Ziemlich weit im Nord-Osten der 25km Tonne um Pretzsch wird gewendet und es geht zügig unter einer Aufreihung weiter über die Bad Dübener Heide bis wieder auf Höhe Roitzschjora, als das prächtige Wetter zusammenbricht. Nicht nur die Optik ist schlecht, auch das Steigen dazu. Es wird weit nach Norden über Zerbst ausgeholt, es geht langsam, die Zeit läuft davon... Die vorletzte Tonne mit 40km Radius um Aschersleben wird nur kurz angekratzt. Es geht erst einmal den gleichen Weg zurück und inzwischen hat es auch wieder etwas aufgebaut.

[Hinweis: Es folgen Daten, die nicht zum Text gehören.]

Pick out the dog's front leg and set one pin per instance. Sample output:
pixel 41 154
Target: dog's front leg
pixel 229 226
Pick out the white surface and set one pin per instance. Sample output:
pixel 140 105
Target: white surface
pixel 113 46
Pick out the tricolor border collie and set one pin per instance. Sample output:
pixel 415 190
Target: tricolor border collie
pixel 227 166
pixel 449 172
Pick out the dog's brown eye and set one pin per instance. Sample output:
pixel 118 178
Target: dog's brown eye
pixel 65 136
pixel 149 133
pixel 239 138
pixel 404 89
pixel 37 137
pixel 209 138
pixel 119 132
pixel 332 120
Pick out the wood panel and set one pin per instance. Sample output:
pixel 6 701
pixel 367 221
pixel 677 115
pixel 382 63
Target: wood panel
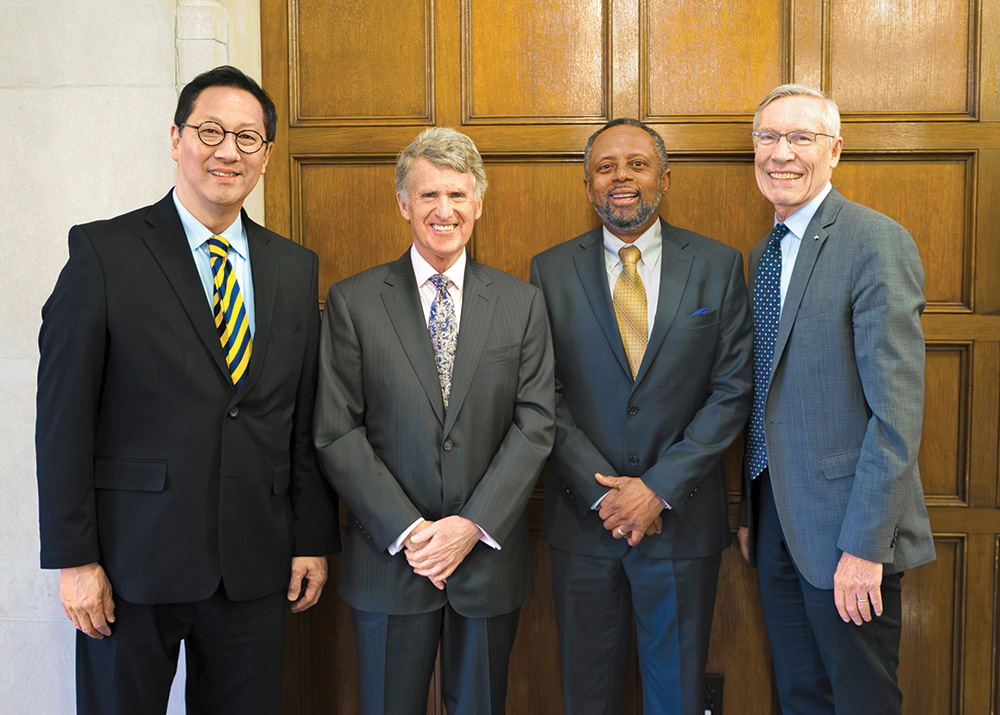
pixel 334 82
pixel 899 187
pixel 699 60
pixel 556 70
pixel 933 612
pixel 531 190
pixel 919 88
pixel 944 445
pixel 900 56
pixel 361 233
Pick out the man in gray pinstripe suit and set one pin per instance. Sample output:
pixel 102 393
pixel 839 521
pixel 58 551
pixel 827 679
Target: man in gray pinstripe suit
pixel 434 415
pixel 833 509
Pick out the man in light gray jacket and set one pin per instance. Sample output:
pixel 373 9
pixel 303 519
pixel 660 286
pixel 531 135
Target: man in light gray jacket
pixel 833 511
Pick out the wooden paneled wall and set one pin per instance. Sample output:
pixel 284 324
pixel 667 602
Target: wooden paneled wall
pixel 918 82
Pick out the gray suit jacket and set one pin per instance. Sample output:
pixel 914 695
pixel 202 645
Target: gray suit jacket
pixel 845 403
pixel 392 452
pixel 672 425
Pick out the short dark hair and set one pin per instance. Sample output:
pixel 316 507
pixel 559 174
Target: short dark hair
pixel 661 149
pixel 226 76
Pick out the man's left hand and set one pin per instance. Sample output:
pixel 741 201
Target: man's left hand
pixel 441 547
pixel 629 508
pixel 312 571
pixel 857 589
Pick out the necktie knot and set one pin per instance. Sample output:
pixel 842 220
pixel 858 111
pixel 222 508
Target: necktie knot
pixel 440 281
pixel 629 298
pixel 443 327
pixel 630 255
pixel 231 319
pixel 218 246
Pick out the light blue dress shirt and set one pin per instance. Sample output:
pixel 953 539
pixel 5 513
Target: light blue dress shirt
pixel 239 256
pixel 797 224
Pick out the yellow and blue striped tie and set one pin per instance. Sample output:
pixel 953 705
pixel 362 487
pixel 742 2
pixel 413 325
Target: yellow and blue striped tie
pixel 230 313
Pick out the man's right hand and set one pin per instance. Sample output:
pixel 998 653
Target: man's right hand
pixel 85 593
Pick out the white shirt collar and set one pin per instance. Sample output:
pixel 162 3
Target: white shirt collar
pixel 650 244
pixel 798 222
pixel 422 270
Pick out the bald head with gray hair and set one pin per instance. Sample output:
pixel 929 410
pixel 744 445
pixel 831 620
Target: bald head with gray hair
pixel 445 148
pixel 830 116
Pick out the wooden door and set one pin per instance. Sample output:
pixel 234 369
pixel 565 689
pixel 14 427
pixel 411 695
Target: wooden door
pixel 918 82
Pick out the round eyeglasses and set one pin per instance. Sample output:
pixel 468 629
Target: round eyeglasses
pixel 212 134
pixel 796 139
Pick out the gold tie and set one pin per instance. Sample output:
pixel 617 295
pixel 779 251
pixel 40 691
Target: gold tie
pixel 630 308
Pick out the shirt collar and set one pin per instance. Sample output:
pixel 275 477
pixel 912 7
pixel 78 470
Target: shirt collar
pixel 798 222
pixel 650 244
pixel 197 234
pixel 422 270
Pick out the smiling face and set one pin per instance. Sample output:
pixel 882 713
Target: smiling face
pixel 626 184
pixel 790 177
pixel 442 208
pixel 213 181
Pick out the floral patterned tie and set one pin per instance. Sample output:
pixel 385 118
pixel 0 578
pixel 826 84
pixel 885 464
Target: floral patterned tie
pixel 444 333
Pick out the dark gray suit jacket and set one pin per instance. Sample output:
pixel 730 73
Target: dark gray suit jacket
pixel 394 455
pixel 845 403
pixel 672 425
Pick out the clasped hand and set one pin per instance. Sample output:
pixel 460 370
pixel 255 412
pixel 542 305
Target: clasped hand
pixel 631 510
pixel 436 548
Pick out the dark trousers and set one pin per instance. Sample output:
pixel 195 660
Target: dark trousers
pixel 821 664
pixel 672 601
pixel 234 657
pixel 396 661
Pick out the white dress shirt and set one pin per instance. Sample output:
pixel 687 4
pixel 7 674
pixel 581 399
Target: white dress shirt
pixel 422 271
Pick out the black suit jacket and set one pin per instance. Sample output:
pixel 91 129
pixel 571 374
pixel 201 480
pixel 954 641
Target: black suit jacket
pixel 671 426
pixel 149 462
pixel 394 454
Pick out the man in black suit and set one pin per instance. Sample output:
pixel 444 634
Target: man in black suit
pixel 178 488
pixel 651 331
pixel 433 419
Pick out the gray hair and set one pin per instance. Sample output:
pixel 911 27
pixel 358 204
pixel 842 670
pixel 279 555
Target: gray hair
pixel 830 118
pixel 661 149
pixel 443 147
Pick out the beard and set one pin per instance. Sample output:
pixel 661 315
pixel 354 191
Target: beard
pixel 629 218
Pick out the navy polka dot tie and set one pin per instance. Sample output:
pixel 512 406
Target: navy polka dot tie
pixel 766 313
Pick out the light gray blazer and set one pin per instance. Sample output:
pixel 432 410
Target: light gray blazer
pixel 845 402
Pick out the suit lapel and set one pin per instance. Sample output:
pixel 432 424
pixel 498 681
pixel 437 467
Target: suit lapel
pixel 402 302
pixel 263 267
pixel 593 273
pixel 675 267
pixel 805 262
pixel 478 305
pixel 166 242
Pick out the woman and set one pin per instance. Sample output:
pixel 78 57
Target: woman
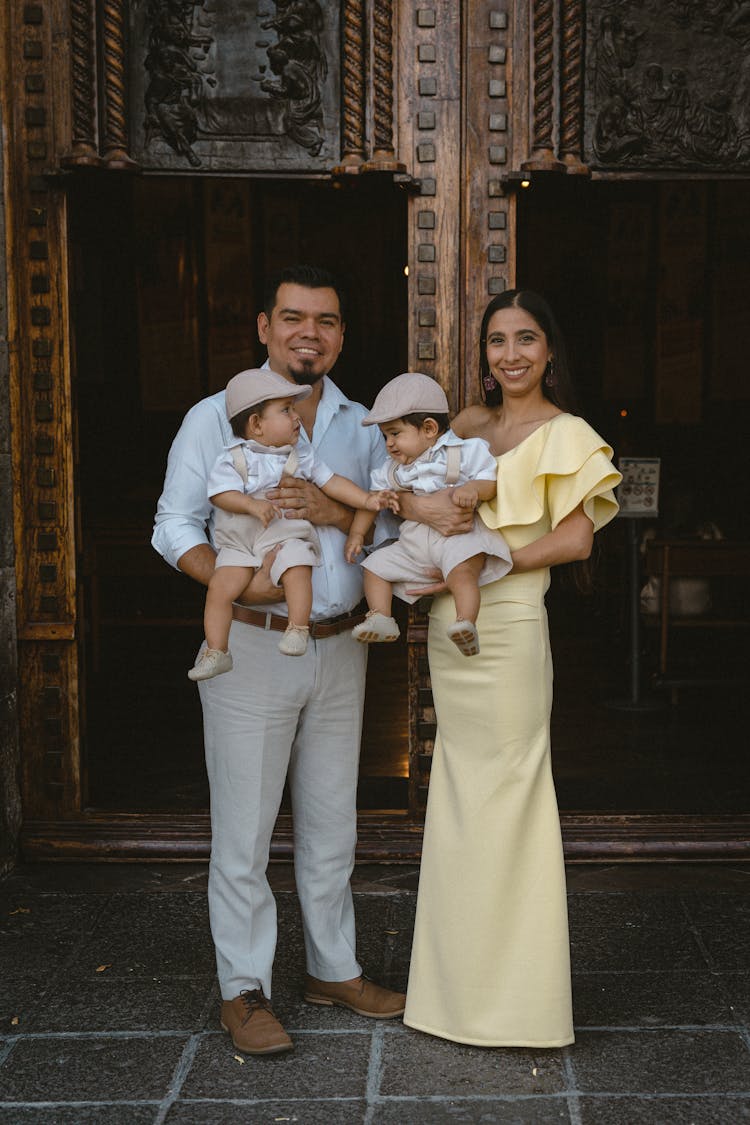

Die Wolken führen (oder besser verführen) uns über Wittenberg Lutherstad,t aber die Raffinerie gibt heute nur schwache Thermik von sich, also weiter über die Elbe zurück nach Süd-Osten in den letzten Sektor (40km um Falkenberg). Von der Zeit ist nicht mehr viel geblieben und Endanflughöhe ist reichlich da, also nur kurz angekratzt und zurück nach Roitzschjora. Ein Satz mit X... - zumindest die zweite Hälfte des Fluges, und das zeigt sich auch deutlich in der Wertung. Platz 1 in der Gesamtwertung damit auch pfutsch. Pilot sieht's noch locker 
aber der Flächenmann ist unzufrieden 
Es fällt die Entscheidung: Die nächsten Tage jeder für sich.